Magnetic nanoparticle hyperthermia: Predictive model for temperature distribution

Robert V Stigliano; Fridon Shubitidze; Alicia A Petryk; Jennifer A Tate; P Jack Hoopes

doi:10.1117/12.2007673

. Author manuscript; available in PMC: 2014 Oct 7.

Published in final edited form as: Proc SPIE Int Soc Opt Eng. 2013 Feb 26;8584:858410. doi: 10.1117/12.2007673

Magnetic nanoparticle hyperthermia: Predictive model for temperature distribution

Robert V Stigliano ^a,^*, Fridon Shubitidze ^a, Alicia A Petryk ^a, Jennifer A Tate ^a, P Jack Hoopes ^a,^b

PMCID: PMC4187246 NIHMSID: NIHMS630586 PMID: 25301993

Abstract

Magnetic nanoparticle (mNP) hyperthermia is a promising adjuvant cancer therapy. mNP’s are delivered intravenously or directly into a tumor, and excited by applying an alternating magnetic field (AMF). The mNP’s are, in many cases, sequestered by cells and packed into endosomes. The proximity of the mNP’s has a strong influence on their ability to heat due to inter-particle magnetic interaction effects. This is an important point to take into account when modeling the mNP’s. Generally, more mNP heating can be achieved using higher magnetic field strengths. The factor which limits the maximum field strength applied to clinically relevant volumes of tissue is the heating caused by eddy currents, which are induced in the noncancerous tissue. A coupled electromagnetic and thermal model has been developed to predict dynamic thermal distributions during AMF treatment. The EM model is based on the method of auxiliary sources and the thermal modeling is based on the Pennes bioheat equation. The results of our phantom study are used to validate the model which takes into account nanoparticle heating, interaction effects, particle spatial distribution, particle size distribution, EM field distribution, and eddy current generation in a controlled environment. Preliminary in vivo data for model validation are also presented. Once fully developed and validated, the model will have applications in experimental design, AMF coil design, and treatment planning.

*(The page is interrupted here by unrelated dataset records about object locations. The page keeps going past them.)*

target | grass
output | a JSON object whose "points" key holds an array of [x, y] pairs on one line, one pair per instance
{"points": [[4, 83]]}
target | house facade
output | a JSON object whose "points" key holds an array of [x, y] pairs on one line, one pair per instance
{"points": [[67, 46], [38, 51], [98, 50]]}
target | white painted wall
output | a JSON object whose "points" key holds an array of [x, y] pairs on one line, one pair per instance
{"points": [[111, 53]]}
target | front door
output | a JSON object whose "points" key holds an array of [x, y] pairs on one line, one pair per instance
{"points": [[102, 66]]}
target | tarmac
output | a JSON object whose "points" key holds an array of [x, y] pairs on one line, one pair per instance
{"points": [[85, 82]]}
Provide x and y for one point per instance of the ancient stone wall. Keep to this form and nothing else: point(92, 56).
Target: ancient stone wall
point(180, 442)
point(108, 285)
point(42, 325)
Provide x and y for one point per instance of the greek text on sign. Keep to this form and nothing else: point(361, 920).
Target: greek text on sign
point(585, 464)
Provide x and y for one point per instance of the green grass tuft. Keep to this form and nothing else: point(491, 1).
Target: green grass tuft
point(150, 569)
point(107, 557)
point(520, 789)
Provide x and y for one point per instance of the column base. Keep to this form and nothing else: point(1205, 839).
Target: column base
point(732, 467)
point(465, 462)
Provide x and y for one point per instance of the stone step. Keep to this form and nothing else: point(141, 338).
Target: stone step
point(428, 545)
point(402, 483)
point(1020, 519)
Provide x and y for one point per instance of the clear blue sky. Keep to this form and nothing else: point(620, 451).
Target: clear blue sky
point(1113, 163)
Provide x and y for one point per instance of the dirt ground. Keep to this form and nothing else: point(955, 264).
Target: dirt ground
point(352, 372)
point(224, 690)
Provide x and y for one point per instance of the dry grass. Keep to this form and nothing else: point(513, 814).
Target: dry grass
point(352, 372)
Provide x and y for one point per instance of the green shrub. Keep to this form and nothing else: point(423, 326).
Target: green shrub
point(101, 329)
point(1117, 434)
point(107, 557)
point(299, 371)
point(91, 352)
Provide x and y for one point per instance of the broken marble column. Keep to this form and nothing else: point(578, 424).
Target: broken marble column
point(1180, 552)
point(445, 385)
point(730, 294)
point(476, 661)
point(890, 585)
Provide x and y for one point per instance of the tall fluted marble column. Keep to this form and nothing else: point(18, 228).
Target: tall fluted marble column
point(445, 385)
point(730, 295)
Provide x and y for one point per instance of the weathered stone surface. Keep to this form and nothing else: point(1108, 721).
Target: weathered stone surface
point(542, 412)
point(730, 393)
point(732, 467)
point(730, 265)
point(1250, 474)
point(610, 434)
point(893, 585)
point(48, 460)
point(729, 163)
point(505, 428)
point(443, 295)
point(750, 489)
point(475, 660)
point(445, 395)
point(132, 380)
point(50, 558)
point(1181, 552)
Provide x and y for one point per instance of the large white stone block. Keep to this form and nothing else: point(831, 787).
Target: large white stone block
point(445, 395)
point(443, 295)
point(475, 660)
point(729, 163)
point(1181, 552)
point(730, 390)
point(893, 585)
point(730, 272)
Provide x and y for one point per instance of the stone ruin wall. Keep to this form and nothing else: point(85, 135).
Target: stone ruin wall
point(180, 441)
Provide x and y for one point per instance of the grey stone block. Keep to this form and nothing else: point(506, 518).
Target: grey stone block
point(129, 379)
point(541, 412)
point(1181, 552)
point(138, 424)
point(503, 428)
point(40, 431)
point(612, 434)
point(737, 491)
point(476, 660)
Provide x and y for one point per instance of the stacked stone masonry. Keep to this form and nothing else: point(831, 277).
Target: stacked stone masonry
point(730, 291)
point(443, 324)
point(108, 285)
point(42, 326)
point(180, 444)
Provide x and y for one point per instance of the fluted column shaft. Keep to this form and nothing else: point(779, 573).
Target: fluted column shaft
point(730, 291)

Keywords: magnetic nanoparticle, hyperthermia, treatment planning, predictive model, method of auxiliary sources, phantom, eddy currents, cancer therapy, thermal imaging

1. INTRODUCTION

Surgery, radiation and chemotherapy are the current standards of care for the treatment of cancer. Clinical hyperthermia has not yet achieved this status but has proven effective, especially in an adjuvant setting^1–6. One of the limitations inherent to hyperthermia is that cancerous and noncancerous tissues tend to have similar sensitivities to heat⁷. The lack of an innate differential sensitivity precludes the use of hyperthermia as a global therapy, effectively necessitating high specificity in the application of the heat source. Nanoparticle hyperthermia addresses this need by allowing for an amorphous spatial distribution of small heat sources which can in many cases be targeted to cancer cells^8–10.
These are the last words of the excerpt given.